At our first scan at 7.5 weeks, we had the devastating news our baby was measuring too small and the heartbeat was too slow. Two days later at our follow up scan, the baby had passed.  We were heartbroken.

A couple of weeks after my D&C procedure, our specialist called with the biopsy results. The baby was genetically normal. The baby was perfect. The baby was a girl. I wish I hadn’t found out the gender as it was impossible not to imagine how life would have been like with a baby girl. But above all else, it was yet another confirmation that the issue was me. Each egg collection, the specialist would retrieve an above average number of eggs for my age. When they tested them for chromosome abnormalities using PGS, most tested normal.

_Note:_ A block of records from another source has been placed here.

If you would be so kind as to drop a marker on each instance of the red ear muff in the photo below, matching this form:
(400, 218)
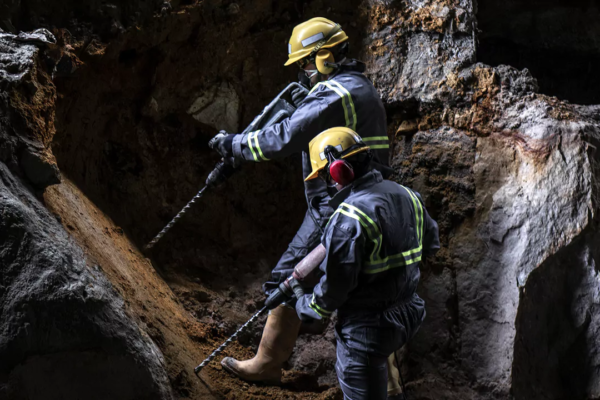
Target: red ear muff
(341, 172)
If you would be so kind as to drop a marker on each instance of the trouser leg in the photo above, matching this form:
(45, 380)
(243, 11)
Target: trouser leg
(361, 376)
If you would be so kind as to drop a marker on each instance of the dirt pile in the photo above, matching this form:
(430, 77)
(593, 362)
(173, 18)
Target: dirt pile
(509, 174)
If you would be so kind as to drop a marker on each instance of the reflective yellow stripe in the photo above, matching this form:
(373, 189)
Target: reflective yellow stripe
(349, 97)
(250, 145)
(347, 103)
(374, 138)
(418, 213)
(400, 263)
(379, 238)
(341, 94)
(258, 146)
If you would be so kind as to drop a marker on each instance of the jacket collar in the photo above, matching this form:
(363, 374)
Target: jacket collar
(364, 182)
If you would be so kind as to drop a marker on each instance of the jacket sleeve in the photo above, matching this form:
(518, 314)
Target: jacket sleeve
(319, 111)
(342, 266)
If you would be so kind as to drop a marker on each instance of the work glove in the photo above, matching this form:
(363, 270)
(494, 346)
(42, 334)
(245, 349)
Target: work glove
(222, 144)
(298, 96)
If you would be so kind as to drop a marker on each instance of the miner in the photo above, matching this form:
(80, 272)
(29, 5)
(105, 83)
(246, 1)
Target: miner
(374, 243)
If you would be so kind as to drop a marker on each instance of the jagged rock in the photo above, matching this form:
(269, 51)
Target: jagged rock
(65, 332)
(27, 108)
(510, 174)
(518, 193)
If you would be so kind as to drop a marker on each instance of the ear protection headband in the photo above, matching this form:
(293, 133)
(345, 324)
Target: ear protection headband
(340, 170)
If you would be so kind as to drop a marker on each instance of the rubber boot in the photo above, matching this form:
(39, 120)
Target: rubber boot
(394, 388)
(276, 345)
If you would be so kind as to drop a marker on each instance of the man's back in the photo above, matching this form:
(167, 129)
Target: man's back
(398, 233)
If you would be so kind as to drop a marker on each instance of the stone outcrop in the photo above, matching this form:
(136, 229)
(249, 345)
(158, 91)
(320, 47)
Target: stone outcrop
(510, 174)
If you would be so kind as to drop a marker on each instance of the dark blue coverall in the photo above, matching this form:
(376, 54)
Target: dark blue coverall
(375, 241)
(348, 99)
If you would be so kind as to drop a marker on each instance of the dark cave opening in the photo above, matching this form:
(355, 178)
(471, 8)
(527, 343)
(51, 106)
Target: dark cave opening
(557, 40)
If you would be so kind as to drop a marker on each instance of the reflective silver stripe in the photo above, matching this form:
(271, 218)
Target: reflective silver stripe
(314, 38)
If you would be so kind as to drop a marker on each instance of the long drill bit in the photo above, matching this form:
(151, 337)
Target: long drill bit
(228, 341)
(177, 217)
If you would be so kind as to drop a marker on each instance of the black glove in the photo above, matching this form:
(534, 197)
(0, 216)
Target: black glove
(222, 144)
(298, 96)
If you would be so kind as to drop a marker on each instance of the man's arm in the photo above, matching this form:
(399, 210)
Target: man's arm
(342, 266)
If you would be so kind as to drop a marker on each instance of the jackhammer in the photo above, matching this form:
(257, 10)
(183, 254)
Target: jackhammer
(289, 288)
(277, 110)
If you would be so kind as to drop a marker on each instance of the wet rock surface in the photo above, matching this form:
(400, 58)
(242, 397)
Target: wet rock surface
(509, 174)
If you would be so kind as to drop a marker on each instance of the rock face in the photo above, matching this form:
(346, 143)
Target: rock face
(510, 174)
(64, 330)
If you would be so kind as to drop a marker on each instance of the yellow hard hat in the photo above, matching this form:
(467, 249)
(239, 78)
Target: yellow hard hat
(312, 35)
(341, 138)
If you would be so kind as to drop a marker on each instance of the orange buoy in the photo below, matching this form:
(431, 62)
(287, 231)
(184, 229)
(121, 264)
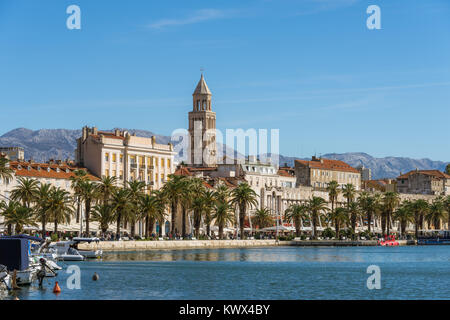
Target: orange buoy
(56, 288)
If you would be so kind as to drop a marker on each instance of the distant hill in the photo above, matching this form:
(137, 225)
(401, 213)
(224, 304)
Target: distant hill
(44, 144)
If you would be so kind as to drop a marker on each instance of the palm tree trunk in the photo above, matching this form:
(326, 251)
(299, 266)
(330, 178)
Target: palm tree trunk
(221, 232)
(119, 218)
(174, 209)
(183, 226)
(241, 221)
(147, 227)
(88, 210)
(78, 209)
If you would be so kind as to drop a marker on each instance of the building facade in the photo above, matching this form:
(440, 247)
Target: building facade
(318, 173)
(125, 156)
(432, 182)
(202, 126)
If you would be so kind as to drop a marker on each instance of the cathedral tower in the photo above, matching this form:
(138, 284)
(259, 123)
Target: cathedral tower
(202, 126)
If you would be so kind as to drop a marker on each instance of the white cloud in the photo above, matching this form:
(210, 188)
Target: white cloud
(196, 17)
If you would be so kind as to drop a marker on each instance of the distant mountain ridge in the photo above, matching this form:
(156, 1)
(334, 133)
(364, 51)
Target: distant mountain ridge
(44, 144)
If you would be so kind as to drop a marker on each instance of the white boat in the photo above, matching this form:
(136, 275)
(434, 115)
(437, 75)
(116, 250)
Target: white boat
(88, 254)
(65, 251)
(5, 278)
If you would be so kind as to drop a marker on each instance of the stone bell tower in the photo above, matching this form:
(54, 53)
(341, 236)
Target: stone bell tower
(202, 128)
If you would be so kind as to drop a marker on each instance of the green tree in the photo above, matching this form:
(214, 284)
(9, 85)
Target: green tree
(6, 173)
(262, 218)
(104, 215)
(79, 176)
(60, 207)
(333, 192)
(349, 193)
(316, 206)
(223, 215)
(403, 215)
(436, 213)
(42, 204)
(26, 191)
(243, 197)
(390, 201)
(18, 215)
(419, 210)
(105, 188)
(89, 195)
(136, 191)
(173, 191)
(297, 213)
(369, 205)
(120, 201)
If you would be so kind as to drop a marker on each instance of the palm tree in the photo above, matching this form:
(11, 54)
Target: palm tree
(6, 173)
(60, 207)
(262, 218)
(333, 192)
(316, 206)
(106, 188)
(447, 209)
(18, 215)
(243, 197)
(26, 191)
(297, 213)
(340, 217)
(173, 191)
(419, 210)
(354, 211)
(390, 201)
(436, 213)
(80, 175)
(403, 215)
(121, 207)
(103, 214)
(8, 209)
(209, 199)
(136, 191)
(223, 215)
(349, 193)
(150, 207)
(369, 205)
(42, 203)
(88, 196)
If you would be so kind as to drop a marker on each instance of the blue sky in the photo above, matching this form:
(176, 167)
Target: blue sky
(310, 68)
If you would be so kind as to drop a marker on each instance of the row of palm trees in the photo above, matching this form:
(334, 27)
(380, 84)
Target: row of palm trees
(387, 207)
(106, 202)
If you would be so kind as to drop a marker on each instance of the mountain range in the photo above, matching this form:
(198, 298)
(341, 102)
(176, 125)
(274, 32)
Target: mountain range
(44, 144)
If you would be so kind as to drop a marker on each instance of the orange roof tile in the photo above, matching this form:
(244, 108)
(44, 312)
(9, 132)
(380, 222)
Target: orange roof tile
(46, 170)
(328, 164)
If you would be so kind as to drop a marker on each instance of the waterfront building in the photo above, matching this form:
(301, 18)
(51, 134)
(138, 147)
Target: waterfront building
(13, 153)
(202, 126)
(55, 173)
(318, 173)
(433, 182)
(125, 156)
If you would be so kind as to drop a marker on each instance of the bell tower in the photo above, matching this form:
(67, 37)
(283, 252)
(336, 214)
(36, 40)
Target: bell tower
(202, 128)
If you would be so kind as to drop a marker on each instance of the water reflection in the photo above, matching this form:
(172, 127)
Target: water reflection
(285, 254)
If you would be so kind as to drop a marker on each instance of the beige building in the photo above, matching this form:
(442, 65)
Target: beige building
(125, 156)
(318, 173)
(13, 153)
(202, 126)
(433, 182)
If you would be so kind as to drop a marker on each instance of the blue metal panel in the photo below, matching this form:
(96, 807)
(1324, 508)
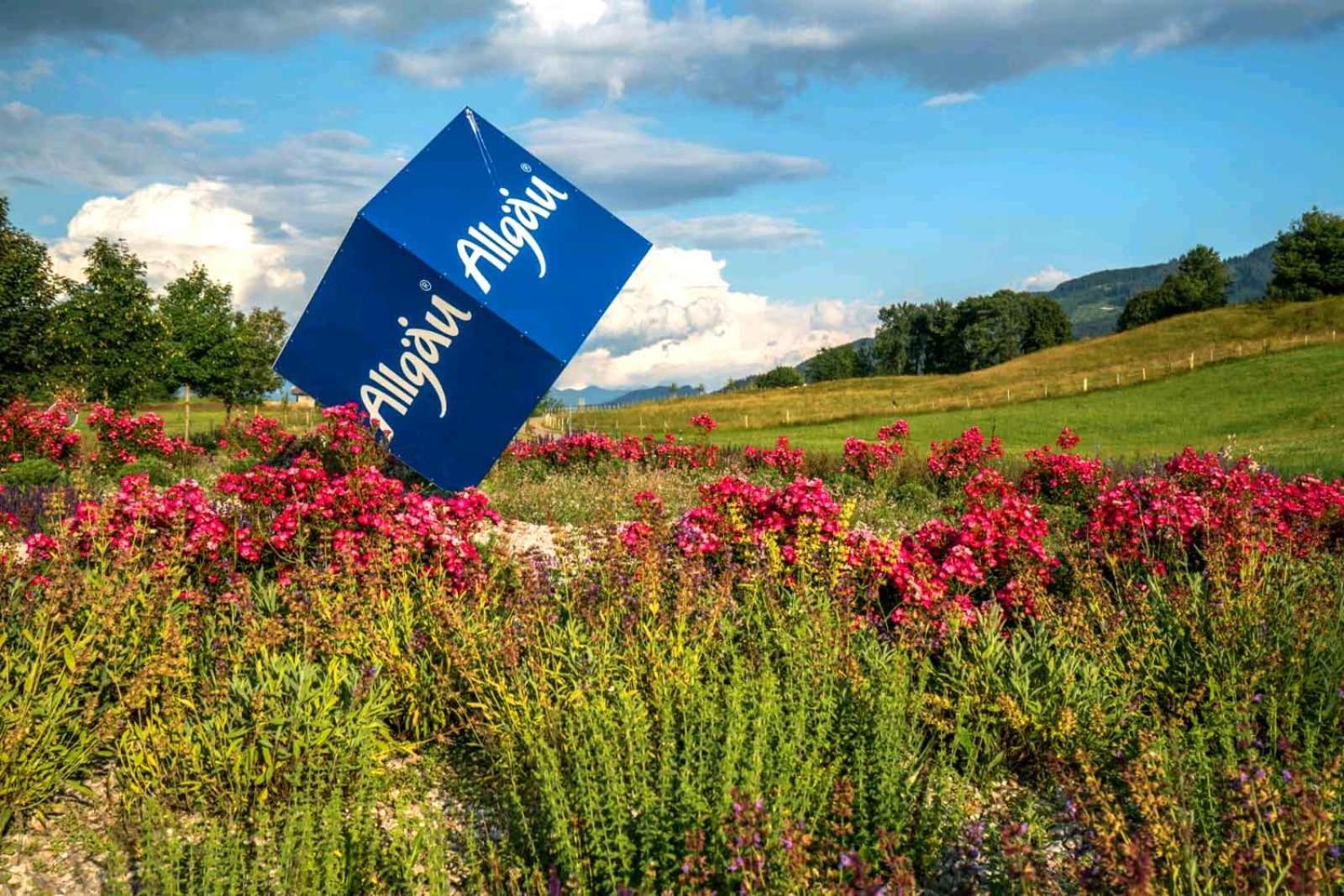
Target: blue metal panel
(586, 253)
(449, 360)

So, it wasn’t the embryos that were the problem. It was the carrier. It was me.

As we had fallen pregnant though, we decided to try one last time. It didn’t work of course. I’m was not sure what we’re thinking. I suppose we weren’t ready yet to close that door. You always hold out hope.

But the day we received the negative result, I knew I had had enough. Something snapped in me that day and I knew that I never wanted to try and get pregnant ever again. Ryan agreed 100 per cent.

It was time to explore surrogacy.

It took us a couple of years to fall pregnant with surrogacy but on 5 July 2019, our beautiful son Spencer John Wilson was born.

Our infertility journey took six long years but the day Spencer was born, the fight and heartache all felt worth it .

But if I had my time over, I wish I had been more proactive with my treatment. A thin endometrium lining is a key cause of preventing pregnancy and it’s easy to diagnose. And yet, it took us years of treatment before we knew this.

Reflecting back, I now know how crucial it is to do your research; be informed; arm yourself with knowledge; and talk to others who are also going through fertility treatment.